Posted by
Mike Dixon on Thursday, March 19, 2009 8:03:14 PM
Now this is funny. This is the same Chris Dodd who got sweetheart "friend of the CEO" mortgages from Countrywide Financial while he happened to be Chair of the Senate Banking Committee. As we all know, though thoroughly under-reported, Dodd promised to release all pertinent documentation but never did until 10 months later in very limited fashion for a handful of select reporters who were allowed to read but not photocopy or reproduce select disclosure documents pertaining to his Countrywide mortgages.
Then fast forward to today. Of course now that there is feigned angst over the "excessive" AIG bonuses, it becomes clear now that Washington knew about these bonuses for at least 6 months and that Chris Dodd was the architect of the legislation protecting AIG's ability to issue these bonuses. Dodd then claimed for days that he did not author that particular language and that some other office had inserted the language as no legislation authored by his office included that language. I don't know who had the fabled "pictures" of Dodd, but some undisclosed phenomena has led Dodd to recant his story and admit that he really did write the legislation after all. Of course his new lie is that he was forced to do so by Treasury.

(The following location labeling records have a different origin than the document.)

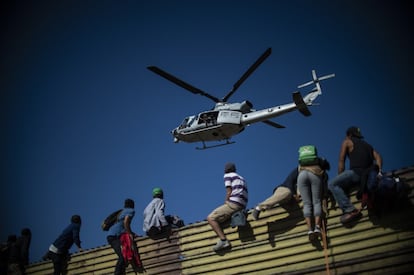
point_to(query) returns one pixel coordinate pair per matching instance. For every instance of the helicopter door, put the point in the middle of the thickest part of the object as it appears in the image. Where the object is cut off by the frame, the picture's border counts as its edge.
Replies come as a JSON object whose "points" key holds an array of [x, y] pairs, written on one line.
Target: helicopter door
{"points": [[229, 117]]}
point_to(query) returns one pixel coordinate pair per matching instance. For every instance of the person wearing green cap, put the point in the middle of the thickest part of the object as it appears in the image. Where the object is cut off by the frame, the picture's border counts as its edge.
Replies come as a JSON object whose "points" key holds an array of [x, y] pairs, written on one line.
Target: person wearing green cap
{"points": [[155, 222]]}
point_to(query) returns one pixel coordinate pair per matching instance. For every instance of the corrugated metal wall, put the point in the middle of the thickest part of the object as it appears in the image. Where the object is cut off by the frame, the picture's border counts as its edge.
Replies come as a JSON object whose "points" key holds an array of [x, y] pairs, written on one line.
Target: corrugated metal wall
{"points": [[275, 244]]}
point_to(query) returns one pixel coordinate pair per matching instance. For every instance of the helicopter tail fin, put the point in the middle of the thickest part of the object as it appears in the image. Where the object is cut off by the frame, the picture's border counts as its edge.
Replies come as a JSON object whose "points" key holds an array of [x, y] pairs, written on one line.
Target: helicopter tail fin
{"points": [[300, 104]]}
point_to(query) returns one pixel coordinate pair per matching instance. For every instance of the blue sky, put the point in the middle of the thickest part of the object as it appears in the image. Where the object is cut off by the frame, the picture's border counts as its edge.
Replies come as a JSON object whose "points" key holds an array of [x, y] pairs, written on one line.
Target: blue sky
{"points": [[86, 125]]}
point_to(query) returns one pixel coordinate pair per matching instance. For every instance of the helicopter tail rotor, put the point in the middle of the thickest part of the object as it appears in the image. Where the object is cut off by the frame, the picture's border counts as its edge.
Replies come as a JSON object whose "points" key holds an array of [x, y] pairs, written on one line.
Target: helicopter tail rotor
{"points": [[316, 81]]}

Wow. And you know that he and Barney Frank were responsible for the whole housing market implosion/fiasco through social engineering policies to provide affordable housing to people that couldn't qualify for a mortgage. It just makes me sick to have to listen to these people and their phony outrage. Why do I care whether AIG paid $160 million in bonuses when Dodd, Frank and Geithner can't tell me what AIG did with $165 billion? Then in comes Obama, a constitutional lawyer and law professor, arguing that contracts, in a nation of law, should be voided or that the taxing authority of the Federal government should be wielded as a political weapon. How stupid do they think we all are? What will restrain these politicians when they look at you and determine that you have too much money?